Dosya incelenerek gereği düşünüldü;
1-Sanık … hakkında verilen mahkumiyet kararına yönelik temyiz incelemesinde;
Sanığın hükümden sonra, 24/05/2010 tarihinde öldüğünün UYAP’tan temin edilen nüfus kaydından anlaşılması karşısında, hakkında açılan kamu davasının 5237 sayılı TCK’nın 64/1.maddesi uyarınca düşürülmesine karar verilip verilmeyeceğinin mahkemesince değerlendirilmesinde zorunluluk bulunması,
2-Sanık … hakkında verilen mahkumiyet kararına yönelik temyiz incelemesinde;
Dolandırıcılık suçunun oluşabilmesi için; failin bir kimseyi, kandırabilecek nitelikte hileli davranışlarla hataya düşürüp, onun veya başkasının zararına, kendisine veya başkasına yarar sağlaması gerekmektedir.
Hile nitelikli bir yalandır. Fail tarafından yapılan hileli davranış belli oranda ağır, yoğun ve ustaca olmalı, sergileniş açısından mağdurun inceleme olanağını ortadan kaldıracak nitelikte bir takım hareketler olmalıdır. Kullanılan hileli davranışlarla mağdur yanılgıya düşürülmeli ve bu yanıltma sonucu yalanlara inanan mağdur tarafından sanık veya bir başkasına haksız çıkar sağlanmalıdır.
Hilenin kandırıcı nitelikte olup olmadığı olaysal olarak değerlendirilmeli, olayın özelliği, fiille olan ilişkisi, mağdurun durumu, kullanılmışsa gizlenen veya değiştirilen belgenin nitelikleri ayrı ayrı nazara alınmalıdır.
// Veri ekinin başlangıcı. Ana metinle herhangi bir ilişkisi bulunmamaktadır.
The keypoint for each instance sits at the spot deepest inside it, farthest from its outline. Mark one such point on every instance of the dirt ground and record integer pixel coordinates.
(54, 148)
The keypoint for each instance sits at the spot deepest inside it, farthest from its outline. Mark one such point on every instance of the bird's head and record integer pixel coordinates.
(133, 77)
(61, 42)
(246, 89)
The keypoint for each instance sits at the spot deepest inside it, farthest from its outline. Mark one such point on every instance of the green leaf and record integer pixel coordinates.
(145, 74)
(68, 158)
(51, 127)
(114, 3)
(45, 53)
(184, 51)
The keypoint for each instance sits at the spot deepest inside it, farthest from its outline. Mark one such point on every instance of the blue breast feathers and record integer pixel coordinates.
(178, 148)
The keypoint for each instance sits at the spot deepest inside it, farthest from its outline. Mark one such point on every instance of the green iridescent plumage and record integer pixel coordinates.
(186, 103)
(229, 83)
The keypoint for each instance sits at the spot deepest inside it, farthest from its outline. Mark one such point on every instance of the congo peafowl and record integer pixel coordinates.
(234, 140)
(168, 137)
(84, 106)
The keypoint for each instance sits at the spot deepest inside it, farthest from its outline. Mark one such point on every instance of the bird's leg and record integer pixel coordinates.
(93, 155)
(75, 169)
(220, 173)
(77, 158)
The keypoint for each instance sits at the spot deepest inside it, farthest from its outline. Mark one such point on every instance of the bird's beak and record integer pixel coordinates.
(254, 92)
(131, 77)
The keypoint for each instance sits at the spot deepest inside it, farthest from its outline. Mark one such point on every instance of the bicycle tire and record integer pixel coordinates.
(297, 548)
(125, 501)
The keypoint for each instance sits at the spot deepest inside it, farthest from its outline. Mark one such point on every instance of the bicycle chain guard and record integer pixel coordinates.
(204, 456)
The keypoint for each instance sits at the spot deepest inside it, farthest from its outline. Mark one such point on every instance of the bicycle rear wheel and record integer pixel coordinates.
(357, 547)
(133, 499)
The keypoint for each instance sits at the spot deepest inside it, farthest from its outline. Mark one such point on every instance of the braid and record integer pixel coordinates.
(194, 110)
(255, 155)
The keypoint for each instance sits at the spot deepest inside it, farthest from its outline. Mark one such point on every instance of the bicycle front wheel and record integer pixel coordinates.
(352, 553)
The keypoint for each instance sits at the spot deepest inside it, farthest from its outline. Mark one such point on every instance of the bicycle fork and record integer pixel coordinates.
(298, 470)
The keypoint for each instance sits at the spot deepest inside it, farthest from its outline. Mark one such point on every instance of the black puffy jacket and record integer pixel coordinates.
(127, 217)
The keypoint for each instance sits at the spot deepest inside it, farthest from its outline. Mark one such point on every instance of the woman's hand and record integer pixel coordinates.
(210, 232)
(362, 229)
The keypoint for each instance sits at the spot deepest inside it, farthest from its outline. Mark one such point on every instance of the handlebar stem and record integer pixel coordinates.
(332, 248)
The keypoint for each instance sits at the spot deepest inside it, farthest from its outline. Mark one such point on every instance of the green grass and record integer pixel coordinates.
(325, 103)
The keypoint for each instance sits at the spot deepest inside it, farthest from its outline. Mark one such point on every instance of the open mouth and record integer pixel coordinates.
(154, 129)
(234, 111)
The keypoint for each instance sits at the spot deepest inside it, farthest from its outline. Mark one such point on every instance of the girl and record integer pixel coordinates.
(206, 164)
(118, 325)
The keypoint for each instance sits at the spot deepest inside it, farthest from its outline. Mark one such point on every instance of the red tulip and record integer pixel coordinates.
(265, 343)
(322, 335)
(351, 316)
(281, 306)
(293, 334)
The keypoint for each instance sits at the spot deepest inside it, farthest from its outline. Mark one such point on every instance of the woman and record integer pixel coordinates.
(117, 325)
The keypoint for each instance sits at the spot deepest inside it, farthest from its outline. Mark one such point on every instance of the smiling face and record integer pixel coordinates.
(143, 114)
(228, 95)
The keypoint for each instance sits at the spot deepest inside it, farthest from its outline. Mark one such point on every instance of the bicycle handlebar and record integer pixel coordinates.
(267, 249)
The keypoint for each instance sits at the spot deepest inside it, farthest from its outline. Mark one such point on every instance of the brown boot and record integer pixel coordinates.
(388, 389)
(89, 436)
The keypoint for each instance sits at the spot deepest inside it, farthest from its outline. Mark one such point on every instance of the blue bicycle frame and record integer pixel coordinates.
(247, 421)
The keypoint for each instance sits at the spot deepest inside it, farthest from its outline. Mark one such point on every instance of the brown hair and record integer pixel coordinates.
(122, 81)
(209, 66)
Sanığın, sahte plaka, trafik tescil belgesi ve nüfus cüzdanını ibraz ederek katılana ait soya fasulyesini taşımak üzere yükleme yapmasına rağmen, malı ilgili yere teslim etmeyerek dolandırıcılık suçunu işlediğinin iddia edildiği olayda, nüfus idaresinin maddi varlığı olan nüfus cüzdanının ve trafik tescil şube müdürlüğü’nün maddi varlığı olan plaka ve ruhsatın kullanılması suretiyle suçun işlendiği dikkate alınarak, 5237 sayılı TCK’nın 158/1-d maddesi kapsamında kamu kurumunun araç olarak kullanılması suretiyle dolandırıcılık suçunu oluşturup oluşturmadığına ilişkin delilleri takdir ve tartışmanın üst dereceli Ağır Ceza Mahkemesine ait olduğu gerekçesiyle görevsizlik kararı verilmesi gerektiği gözetilmeden yargılamaya devamla yazılı şekilde hüküm kurulması,
Bozmayı gerektirmiş, sanıkların temyiz itirazları bu itibarla yerinde görülmüş olduğundan, sair yönleri incelenmeyen hükümlerin bu nedenlerle, 5320 sayılı Kanunun 8/1.maddesi gereğince uygulanması gereken 1412 sayılı CMUK’nın 321.maddesi uyarınca BOZULMASINA, aynı yasanın 326/son maddesi uyarınca sonuç ceza miktarı yönünden sanık …’nın kazanılmış haklarının saklı tutulmasına, 17/06/2013 gününde oybirliğiyle karar verildi.